En la rade étrangère

Publié le par Lionel Droitecour

Fernand Pelez (1843-1913), La Vachalcade 1896, détail

Fernand Pelez (1843-1913), La Vachalcade 1896, détail

Je vois le déplaisir peu à peu s’inviter
Aux berges de ma vie qui aperçoit son terme,
En cet espace, friche, où la vieillesse meut
Son tracassin amer qui boite au lendemain.

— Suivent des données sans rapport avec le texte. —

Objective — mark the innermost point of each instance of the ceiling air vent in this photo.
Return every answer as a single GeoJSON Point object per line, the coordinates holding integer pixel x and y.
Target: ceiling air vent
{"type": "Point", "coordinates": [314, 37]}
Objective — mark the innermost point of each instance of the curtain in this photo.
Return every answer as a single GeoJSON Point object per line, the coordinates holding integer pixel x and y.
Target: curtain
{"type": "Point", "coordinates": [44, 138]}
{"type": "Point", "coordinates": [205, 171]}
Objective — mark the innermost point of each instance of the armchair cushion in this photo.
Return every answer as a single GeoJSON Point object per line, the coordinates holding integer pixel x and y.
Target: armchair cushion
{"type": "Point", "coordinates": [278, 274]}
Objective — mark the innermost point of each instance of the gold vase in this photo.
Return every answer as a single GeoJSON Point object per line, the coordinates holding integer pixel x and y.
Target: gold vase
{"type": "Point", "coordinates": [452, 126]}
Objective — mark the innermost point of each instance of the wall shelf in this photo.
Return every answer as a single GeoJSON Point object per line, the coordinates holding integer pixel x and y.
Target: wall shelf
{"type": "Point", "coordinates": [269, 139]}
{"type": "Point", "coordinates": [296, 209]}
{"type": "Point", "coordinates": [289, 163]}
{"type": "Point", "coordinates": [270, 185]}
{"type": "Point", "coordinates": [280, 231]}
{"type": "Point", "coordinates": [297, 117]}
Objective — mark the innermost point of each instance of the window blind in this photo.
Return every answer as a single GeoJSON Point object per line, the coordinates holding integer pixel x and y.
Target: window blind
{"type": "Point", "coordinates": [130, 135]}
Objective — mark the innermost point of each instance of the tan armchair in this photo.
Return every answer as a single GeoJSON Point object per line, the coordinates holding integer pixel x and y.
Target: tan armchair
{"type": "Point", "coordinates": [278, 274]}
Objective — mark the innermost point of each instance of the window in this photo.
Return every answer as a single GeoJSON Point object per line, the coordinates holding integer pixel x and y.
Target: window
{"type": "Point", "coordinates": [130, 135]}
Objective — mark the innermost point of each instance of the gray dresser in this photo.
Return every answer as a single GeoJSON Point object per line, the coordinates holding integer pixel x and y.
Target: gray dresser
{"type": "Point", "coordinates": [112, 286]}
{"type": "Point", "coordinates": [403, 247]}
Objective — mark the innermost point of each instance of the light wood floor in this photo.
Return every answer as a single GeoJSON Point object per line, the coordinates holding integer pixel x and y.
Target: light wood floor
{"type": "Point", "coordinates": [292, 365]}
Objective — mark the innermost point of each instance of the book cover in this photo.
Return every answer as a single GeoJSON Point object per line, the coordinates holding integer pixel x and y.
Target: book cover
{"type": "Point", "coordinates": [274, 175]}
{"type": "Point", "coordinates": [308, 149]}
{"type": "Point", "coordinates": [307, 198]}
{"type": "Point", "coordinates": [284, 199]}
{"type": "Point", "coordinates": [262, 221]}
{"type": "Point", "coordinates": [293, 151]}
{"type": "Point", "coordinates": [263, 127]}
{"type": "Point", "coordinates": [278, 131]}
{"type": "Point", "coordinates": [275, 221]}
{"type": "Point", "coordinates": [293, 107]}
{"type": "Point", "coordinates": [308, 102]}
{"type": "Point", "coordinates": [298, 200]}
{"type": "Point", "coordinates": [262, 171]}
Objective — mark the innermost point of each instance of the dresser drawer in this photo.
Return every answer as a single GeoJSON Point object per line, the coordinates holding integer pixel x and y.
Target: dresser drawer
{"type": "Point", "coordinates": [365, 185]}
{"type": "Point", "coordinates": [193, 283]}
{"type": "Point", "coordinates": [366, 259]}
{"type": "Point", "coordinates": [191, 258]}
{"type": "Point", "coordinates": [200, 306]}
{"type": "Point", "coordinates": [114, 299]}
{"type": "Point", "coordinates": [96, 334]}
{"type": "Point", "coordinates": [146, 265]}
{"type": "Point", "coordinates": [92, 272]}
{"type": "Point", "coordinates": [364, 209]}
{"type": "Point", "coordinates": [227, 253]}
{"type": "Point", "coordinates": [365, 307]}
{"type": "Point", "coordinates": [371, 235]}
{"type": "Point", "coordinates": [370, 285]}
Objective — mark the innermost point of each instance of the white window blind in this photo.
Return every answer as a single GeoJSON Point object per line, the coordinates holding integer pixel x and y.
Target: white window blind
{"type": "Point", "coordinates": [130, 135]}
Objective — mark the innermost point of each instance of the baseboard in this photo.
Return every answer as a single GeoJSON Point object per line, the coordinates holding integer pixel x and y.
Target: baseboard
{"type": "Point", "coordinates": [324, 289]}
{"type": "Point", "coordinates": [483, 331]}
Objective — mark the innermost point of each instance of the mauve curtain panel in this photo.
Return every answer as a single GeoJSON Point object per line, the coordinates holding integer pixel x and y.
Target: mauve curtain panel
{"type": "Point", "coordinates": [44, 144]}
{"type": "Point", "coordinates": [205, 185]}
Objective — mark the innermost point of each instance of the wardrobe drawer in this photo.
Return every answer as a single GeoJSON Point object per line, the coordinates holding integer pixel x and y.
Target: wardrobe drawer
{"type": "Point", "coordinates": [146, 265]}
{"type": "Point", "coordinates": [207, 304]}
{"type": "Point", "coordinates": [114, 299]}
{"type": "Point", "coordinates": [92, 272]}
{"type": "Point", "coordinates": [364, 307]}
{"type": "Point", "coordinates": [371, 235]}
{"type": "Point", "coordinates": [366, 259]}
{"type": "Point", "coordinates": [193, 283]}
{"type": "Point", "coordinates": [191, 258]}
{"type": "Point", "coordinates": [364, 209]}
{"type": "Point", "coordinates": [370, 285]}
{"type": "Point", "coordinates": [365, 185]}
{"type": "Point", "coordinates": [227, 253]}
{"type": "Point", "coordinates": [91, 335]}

Voici, le jour proscrit s’échappe de ma main,
Et mon cœur s’assombrit même sous l’azur bleu,
Ce qui s’ouvrait jadis désormais se referme,
Mon avenir vain semble se débiliter.

Je fais certes ma gigue, encore, à ce parterre,
Je mêle mon éclat de voix en la rumeur,
Mais tout m’attriste, hélas, en mon humble retraite,
Où le silence en moi dévore toute joie.

N’ai-je su travailler que pour ce désarroi,
Pour ce trouble latent qui chante ma défaite,
Marasme sur ma vie en affreuse tumeur
Pour ce vide à mon seuil où le remords se terre ?

Mon idée du bonheur était simple et légère,
Mais j’ai dû renoncer même à ce calme espoir,
Quelque chose pourrit dans mon âme éphémère,
Quand tout élan me fuit en pâles illusions.

Il n’est plus de parade, il n’est plus de fusions,
L’océan se résume à cette vague amère,
Salie, sur la jetée, qui frémit, dans le soir,
D’une houle mauvaise en la rade étrangère.